L’opinion minoritaire rappelle que selon elle, on ne sait pas si Monsieur Lambert, infirmier, souhaite ou même souhaitait réellement la poursuite de l’alimentation et de l’hydratation dans la situation où il se trouve actuellement, ce dernier n’ayant rédigé aucune directive anticipée ni désigné de personne de confiance. Ainsi, la décision du Conseil d’Etat, qui s’est basée sur des discussions informelles qu’il aurait eues avec son épouse et son frère, et rapportées par eux, ne permet pas d’avoir une certitude absolue de ses souhaits. A cette occasion, il est cité les observations des requérants qui ont fait valoir que celui qui ne souhaite pas vivre ne survit pas 31 jours sans manger et avec une hydratation réduite à 500 ml par jour, ce qui a été le cas pour Monsieur Lambert. L’opinion minoritaire rappelle qu’il ne se trouve pas dans une situation de fin de vie et que son alimentation, qui a pour but de le maintenir en vie, quelle que soit sa qualification de soin ou de traitement, demeure un moyen ordinaire de maintien de la vie qui doit en principe être poursuivi.
La véritable question est dès lors de savoir si « l’hydratation et l’alimentation produisent un bénéfice pour le patient sans lui causer une douleur ou une souffrance indue ou une dépense excessive de ressources ». Dans l’affirmative, l’Etat a l’obligation positive de préserver la vie du patient.
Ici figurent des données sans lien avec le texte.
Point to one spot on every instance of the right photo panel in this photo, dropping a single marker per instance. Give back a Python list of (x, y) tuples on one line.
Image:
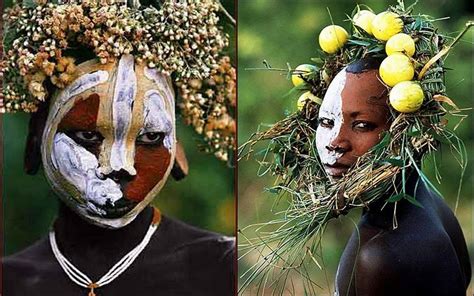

Au contraire, si la charge excède les bénéfices, l’obligation de l’Etat cesse. A ce titre, il n’y a aucun doute en l’espèce sur le fait que Monsieur Lambert est vivant et toute personne se trouvant dans son état a une dignité humaine fondamentale et doit recevoir les soins ou traitements ordinaires et proportionnés ce qui inclut l’apport d’eau et de nourriture.
L’opinion dissidente consent l’existence d’une distinction entre euthanasie et suicide assisté d’une part, et abstention thérapeutique d’autre part. En l’espèce, elle considère cependant qu’il s’agit « d’une affaire d’euthanasie qui ne veut pas dire son nom » dès lors que les critères de la loi Léonetti appliqués à une personne inconsciente et soumise à un traitement qui relève du soin, ont pour résultat de précipiter un décès qui ne serait pas survenu autrement dans un avenir prévisible. Elle rappelle que le fait d’alimenter une personne, même par voie entérale, est un acte de soins qui, en cas d’abstention, entraine inévitablement la mort.
Catherine Meimon Nisenbaum, avocate à la Cour, août 2015.